Source code for symm_learning.nn.transformer.transformer
from __future__ import annotations
import copy
from collections.abc import Callable
from typing import Literal
import torch
import torch.nn.functional as F
from symm_learning.nn.activation import PositionalAttentionBase
__all__ = [
"TransformerDecoder",
"TransformerDecoderLayer",
"TransformerEncoder",
"TransformerEncoderLayer",
]
[docs]
class TransformerEncoderLayer(torch.nn.Module):
r"""Transformer encoder layer with optional positional attention.
Given an input sequence :math:`\mathbf{X} \in \mathbb{R}^{B \times T \times D}`, the layer computes:
.. math::
\mathbf{X}' = \mathbf{X} + \operatorname{Dropout}\!\left(
\operatorname{Attn}(\mathbf{X}, \mathbf{X}, \mathbf{X})\right),
\qquad
\mathbf{Y} = \mathbf{X}' + \operatorname{FFN}(\mathbf{X}'),
with layer normalization applied either before each residual branch (``norm_first=True``, pre-norm)

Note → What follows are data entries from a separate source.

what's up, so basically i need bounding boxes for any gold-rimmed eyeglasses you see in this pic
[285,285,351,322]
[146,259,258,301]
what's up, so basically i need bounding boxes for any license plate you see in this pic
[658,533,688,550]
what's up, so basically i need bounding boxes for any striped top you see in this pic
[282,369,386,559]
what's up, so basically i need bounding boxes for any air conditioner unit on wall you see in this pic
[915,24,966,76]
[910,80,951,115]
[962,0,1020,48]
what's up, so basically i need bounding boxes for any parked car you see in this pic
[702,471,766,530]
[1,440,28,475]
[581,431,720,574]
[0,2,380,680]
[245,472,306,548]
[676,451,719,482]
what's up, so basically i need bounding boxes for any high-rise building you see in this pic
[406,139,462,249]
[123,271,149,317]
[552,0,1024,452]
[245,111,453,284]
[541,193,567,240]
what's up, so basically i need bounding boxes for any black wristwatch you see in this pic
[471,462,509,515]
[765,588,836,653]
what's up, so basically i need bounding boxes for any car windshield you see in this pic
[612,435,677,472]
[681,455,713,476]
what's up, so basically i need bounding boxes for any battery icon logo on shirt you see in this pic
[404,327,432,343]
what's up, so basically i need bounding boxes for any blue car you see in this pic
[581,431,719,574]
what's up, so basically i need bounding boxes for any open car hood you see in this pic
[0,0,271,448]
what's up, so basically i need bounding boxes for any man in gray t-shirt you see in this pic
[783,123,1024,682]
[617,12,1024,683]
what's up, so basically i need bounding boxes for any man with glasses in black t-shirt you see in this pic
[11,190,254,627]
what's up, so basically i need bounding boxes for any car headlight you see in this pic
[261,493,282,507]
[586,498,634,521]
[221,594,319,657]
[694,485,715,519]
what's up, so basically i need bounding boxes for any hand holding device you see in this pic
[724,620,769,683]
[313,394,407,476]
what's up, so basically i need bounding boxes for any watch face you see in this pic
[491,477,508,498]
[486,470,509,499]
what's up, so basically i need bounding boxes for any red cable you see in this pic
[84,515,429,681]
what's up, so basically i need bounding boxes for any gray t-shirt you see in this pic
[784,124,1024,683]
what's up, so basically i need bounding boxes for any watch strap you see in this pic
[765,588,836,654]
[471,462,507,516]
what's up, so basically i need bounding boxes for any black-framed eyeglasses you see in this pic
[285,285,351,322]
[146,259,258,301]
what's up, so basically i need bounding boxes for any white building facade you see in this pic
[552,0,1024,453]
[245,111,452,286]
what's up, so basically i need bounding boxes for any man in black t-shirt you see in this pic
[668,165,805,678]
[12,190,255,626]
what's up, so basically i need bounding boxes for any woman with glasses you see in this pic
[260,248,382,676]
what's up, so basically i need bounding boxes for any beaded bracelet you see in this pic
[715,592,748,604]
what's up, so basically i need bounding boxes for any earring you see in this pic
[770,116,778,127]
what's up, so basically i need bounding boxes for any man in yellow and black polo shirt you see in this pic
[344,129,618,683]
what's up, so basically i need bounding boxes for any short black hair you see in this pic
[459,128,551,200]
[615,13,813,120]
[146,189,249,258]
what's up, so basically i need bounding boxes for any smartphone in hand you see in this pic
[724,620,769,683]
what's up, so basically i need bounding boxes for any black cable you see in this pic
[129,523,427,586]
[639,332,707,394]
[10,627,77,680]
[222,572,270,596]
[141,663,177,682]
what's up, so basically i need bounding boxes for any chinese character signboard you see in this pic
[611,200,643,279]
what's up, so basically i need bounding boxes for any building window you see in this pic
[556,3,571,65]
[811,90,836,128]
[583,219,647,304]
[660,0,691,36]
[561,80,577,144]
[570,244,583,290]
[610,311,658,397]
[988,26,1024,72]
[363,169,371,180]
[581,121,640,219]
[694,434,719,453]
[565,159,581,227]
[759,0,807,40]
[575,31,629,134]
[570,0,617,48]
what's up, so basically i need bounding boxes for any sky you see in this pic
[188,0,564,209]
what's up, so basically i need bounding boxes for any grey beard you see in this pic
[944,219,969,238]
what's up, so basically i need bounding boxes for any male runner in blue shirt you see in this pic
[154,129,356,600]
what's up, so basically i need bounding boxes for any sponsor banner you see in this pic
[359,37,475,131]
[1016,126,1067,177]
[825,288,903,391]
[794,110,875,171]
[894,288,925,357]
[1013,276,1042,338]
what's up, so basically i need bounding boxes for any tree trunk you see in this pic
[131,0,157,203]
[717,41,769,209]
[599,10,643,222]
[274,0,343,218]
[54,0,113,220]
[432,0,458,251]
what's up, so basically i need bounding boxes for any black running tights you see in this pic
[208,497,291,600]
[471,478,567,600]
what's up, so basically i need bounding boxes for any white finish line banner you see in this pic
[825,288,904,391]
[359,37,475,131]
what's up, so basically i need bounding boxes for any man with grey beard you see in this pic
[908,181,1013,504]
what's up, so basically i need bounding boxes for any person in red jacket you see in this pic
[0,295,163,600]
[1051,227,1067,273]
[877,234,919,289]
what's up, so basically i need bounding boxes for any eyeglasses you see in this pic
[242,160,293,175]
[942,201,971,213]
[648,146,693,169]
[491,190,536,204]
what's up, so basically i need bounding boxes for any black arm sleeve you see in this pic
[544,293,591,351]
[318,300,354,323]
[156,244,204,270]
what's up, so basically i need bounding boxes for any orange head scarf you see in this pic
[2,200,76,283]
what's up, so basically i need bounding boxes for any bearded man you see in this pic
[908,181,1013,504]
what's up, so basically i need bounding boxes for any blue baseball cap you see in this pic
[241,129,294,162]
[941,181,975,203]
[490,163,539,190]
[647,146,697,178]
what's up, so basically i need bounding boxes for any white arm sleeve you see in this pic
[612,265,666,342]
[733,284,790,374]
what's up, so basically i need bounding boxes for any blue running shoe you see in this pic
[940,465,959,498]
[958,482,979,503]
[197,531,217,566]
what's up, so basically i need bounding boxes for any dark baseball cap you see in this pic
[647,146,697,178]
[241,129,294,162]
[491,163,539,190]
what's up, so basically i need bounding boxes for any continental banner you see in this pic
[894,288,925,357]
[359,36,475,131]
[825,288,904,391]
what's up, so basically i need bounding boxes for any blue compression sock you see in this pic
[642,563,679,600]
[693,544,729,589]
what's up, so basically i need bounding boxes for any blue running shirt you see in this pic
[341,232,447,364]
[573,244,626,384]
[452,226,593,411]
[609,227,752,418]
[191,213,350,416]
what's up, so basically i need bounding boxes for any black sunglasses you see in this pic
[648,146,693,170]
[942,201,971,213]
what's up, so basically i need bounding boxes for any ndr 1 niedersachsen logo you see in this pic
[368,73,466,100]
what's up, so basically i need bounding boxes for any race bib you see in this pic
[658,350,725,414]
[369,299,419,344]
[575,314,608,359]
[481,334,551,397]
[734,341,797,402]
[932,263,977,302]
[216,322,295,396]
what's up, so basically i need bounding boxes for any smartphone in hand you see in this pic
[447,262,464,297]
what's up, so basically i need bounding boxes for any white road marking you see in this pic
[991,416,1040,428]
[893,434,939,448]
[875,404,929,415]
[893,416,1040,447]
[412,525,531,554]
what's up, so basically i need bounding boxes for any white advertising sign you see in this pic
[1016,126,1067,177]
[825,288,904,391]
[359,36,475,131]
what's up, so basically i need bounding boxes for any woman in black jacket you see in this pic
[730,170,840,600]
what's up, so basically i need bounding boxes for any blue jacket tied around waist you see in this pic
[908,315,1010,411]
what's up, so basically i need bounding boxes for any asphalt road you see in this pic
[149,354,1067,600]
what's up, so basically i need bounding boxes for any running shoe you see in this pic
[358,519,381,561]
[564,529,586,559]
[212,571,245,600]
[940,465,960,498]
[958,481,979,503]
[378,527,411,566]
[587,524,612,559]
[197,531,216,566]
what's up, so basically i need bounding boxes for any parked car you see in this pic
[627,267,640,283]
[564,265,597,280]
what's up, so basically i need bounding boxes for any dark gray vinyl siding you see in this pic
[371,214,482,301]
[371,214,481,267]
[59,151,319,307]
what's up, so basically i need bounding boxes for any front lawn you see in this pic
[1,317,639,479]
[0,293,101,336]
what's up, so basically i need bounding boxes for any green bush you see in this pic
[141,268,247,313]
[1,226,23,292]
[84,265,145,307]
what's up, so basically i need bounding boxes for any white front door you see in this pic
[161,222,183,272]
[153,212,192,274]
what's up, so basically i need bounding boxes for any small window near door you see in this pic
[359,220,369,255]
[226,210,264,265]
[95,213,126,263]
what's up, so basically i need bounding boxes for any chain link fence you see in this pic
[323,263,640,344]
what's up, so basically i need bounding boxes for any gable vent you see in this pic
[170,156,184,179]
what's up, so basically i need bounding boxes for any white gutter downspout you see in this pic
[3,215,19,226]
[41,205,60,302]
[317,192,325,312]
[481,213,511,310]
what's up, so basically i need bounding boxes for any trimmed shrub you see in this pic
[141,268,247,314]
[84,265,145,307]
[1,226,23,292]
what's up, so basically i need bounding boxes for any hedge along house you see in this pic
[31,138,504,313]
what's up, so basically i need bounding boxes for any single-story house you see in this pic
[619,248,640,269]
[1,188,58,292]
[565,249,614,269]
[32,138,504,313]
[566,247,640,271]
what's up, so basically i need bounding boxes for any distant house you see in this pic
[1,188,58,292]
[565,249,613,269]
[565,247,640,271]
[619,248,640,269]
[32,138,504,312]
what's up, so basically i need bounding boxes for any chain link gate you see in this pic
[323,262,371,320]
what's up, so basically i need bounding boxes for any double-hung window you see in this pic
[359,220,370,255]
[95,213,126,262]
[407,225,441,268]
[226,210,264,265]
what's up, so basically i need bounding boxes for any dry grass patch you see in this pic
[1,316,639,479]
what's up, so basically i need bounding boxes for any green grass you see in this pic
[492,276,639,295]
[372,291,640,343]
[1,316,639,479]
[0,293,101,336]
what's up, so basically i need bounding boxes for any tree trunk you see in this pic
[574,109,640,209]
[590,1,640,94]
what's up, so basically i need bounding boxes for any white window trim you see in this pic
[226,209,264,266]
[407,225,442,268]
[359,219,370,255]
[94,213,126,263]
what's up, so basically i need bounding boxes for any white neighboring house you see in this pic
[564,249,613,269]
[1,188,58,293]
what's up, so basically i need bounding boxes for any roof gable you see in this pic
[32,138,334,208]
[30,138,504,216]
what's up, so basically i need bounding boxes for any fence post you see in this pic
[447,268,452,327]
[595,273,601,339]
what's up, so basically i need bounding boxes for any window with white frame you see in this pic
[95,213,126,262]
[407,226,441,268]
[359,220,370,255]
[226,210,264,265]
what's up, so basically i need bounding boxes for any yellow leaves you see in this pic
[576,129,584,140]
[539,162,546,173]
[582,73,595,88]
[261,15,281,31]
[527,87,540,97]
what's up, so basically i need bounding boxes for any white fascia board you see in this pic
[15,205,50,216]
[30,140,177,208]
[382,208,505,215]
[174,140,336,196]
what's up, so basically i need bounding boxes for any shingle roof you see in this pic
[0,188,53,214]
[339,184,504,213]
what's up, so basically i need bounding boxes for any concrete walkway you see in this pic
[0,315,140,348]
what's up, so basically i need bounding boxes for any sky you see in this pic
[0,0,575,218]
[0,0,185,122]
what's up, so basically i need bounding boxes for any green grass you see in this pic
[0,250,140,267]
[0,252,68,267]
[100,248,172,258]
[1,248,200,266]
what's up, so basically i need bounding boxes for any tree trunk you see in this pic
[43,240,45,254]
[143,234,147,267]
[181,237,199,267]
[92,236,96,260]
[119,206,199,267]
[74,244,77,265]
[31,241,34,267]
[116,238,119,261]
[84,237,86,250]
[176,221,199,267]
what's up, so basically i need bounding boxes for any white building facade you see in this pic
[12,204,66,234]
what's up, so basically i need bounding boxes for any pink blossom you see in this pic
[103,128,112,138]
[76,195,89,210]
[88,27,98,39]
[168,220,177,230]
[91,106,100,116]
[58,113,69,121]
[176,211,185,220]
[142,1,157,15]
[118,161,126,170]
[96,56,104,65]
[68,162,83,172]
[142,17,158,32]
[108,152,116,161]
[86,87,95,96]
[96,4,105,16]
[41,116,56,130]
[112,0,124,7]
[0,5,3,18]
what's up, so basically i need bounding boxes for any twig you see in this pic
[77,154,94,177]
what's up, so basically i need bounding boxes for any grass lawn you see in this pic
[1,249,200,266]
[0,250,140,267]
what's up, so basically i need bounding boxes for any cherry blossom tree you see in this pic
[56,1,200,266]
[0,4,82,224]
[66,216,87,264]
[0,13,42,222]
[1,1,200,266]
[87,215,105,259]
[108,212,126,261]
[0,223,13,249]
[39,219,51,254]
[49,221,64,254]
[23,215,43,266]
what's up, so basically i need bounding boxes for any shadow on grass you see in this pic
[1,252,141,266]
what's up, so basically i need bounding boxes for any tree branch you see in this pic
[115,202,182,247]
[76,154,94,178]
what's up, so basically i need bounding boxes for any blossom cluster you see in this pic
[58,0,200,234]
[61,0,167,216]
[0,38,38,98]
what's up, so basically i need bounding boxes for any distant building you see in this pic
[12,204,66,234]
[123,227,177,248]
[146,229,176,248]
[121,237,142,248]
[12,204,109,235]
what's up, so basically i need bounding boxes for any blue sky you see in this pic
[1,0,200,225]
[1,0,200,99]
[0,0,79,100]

or after (``norm_first=False``, post-norm). The attention operator :math:`\operatorname{Attn}` is either
:class:`torch.nn.MultiheadAttention` or any :class:`~symm_learning.nn.activation.PositionalAttentionBase`
subclass, the latter injecting positional information into query and key streams.
Attributes:
----------
self_attn:
Attention module used for the source self-attention block.
feed_forward_block:
Sequential feed-forward network applied after self-attention.
norm1, norm2:
Normalization layers (``RMSNorm`` or ``LayerNorm``) applied around the residual branches.
norm_first:
Whether normalization is applied before each residual branch.
"""
__constants__ = ["norm_first"]
def __init__(
self,
d_model: int,
self_attn: torch.nn.MultiheadAttention | PositionalAttentionBase,
dim_feedforward: int = 2048,
dropout: float = 0.1,
activation: torch.nn.Module = torch.nn.GELU(),
layer_norm_eps: float = 1e-5,
norm_first: bool = False,
norm_module: Literal["layernorm", "rmsnorm"] = "rmsnorm",
bias: bool = True,
) -> None:
r"""Initialize the encoder layer.
Args:
d_model (:class:`int`): Model width ``D``.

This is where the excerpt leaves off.